50 days after Jesus’ resurrection, the Holy Spirit fell on the apostles, giving them power, purpose and a plan.
Around A.D. 34, on the road to Damascus, the Lord transformed the heart of Saul, a man who persecuted countless Christians—and Saul became Paul.
After this conversion, the gospel spread further through the ministries of Paul and Peter.
In A.D. 80, Christianity had spread to the countries of France and Tunisia. 20 years later, the first Christians were reported in Monaco, Algeria and Sri Lanka.
By A.D. 280, Christianity was no longer confined just to urban areas. It spread to rural Northern Italy. Now, an estimated 10% of the world’s population identified themselves as Christian, and the Bible was available in 10 languages.
Almost 200 years later, Pope Gregory I sent Augustine of Canterbury and a team of missionaries to present-day England. Their mission was to reintroduce the gospel there. Within the first year, they baptized 10,000 people.
By 1200, the Bible was available in 22 languages, but it wasn’t until 1462 that Gutenberg invented his printing press in Germany. The ability to make many copies of the Bible would affect the spread of the gospel in new and exciting ways.
In Spain, Pope Alexander VI wanted to send Catholic missionaries to the New World. As a result, Christopher Columbus took priests with him on his second journey to the Americas, and by 1514, the Franciscan priests had reached California with the gospel.
In 1680, the first Franciscan missionaries arrived in Texas.
The early 1700s saw the rise of the Great Awakening in America, where both George Whitefield and Jonathan Edwards stirred revival throughout the colonies.
In 1845, the Southern Baptist Convention formed in Augusta, Georgia, and decided to take the gospel out West. Thirteen families settled on the Texas plains, establishing the Holford Prairie Church.
By 1882, that church had grown to 37 people and had to move into town, creating First Baptist Church of Lewisville.
The church multiplied in 1962, planting Lakeland Baptist Church just down the road, who in turn planted Highland Village First Baptist Church in 1978.
Then, in 2002, Highland Village First Baptist Church experienced a change in name. It became known as The Village Church after Matt Chandler took the lead pastor position. Soon after, a new Constitution and Bylaws was adopted, with elders governing the church.

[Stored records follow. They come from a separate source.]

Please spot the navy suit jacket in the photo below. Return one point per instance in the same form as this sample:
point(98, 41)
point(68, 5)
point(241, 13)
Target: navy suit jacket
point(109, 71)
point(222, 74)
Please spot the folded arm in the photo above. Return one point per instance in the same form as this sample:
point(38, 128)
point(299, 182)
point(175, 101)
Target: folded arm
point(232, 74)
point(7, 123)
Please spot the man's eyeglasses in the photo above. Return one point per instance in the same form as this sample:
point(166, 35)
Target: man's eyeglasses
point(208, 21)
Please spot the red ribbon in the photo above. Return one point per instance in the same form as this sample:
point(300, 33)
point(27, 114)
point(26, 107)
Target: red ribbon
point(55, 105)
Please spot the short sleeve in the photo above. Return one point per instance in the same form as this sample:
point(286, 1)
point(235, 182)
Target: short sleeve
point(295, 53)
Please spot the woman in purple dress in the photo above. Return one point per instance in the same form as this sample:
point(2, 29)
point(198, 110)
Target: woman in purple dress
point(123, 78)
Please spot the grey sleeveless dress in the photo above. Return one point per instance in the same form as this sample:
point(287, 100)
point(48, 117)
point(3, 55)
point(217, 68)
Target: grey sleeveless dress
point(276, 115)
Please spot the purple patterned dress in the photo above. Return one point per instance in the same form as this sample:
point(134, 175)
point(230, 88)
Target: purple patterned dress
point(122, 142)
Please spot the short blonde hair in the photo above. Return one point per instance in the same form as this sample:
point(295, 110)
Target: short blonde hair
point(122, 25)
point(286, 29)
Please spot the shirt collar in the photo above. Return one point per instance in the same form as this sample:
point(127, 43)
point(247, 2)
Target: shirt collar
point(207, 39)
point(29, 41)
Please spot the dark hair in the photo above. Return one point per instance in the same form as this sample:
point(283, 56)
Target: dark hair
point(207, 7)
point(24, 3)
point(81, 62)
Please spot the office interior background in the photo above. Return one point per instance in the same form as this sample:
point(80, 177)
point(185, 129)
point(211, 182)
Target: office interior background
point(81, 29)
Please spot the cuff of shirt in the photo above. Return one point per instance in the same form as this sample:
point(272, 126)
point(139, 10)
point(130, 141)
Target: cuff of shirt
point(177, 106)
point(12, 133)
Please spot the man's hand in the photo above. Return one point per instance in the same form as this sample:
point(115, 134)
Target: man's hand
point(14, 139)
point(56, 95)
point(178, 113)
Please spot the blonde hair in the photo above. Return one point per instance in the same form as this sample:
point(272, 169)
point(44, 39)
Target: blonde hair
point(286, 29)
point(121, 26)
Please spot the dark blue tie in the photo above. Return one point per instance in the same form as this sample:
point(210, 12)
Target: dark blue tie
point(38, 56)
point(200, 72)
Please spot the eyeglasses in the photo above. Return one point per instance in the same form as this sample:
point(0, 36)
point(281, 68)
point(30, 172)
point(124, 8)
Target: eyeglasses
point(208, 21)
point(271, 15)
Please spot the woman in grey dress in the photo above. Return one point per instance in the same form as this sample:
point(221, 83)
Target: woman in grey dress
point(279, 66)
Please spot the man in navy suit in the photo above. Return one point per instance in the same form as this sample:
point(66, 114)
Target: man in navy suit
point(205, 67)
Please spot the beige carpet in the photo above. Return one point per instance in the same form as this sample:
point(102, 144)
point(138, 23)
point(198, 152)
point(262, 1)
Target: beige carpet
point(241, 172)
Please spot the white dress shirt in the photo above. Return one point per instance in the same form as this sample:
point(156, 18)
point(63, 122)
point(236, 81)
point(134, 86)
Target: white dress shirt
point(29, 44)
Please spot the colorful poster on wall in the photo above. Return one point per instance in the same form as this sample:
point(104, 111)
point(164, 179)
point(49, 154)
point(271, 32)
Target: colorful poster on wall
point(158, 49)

In 2005, The Village planted Providence Church in Frisco. Multiplication sped along with CityView Church being planted in Keller just a year later.
In June 2007, The Village and Grace Temple Baptist Church united, and the Denton campus was born.
Due to a huge amount of growth, the Highland Village campus moved to a larger building—a vacant grocery store—and became the Flower Mound campus. That same year, the third campus formed, as The Village merged with Northway Baptist Church to form the Dallas Northway campus.
The Village’s third church plant, The Door, opened in 2011.
In 2012, The Village purchased a building for its fourth campus, in Fort Worth.
Ever-increasing multiplication sent Blake Chilton to plant Declaration Church in Bryan-College Station in 2014.
In that same year, The Village purchased a church building in the city of Plano and opened its fifth campus.
In 2014, the elders shared with the church their vision for transitioning campuses into autonomous churches. That next year, the Denton campus transitioned into an autonomous church, The Village Church Denton, naming Beau Hughes as pastor.
In 2016, The Village launched its sixth campus, in Southlake.
In 2017, The Village set forth a vision and timeline to transition its remaining campuses within the next five years, as well as launching a church planting network in the DFW area.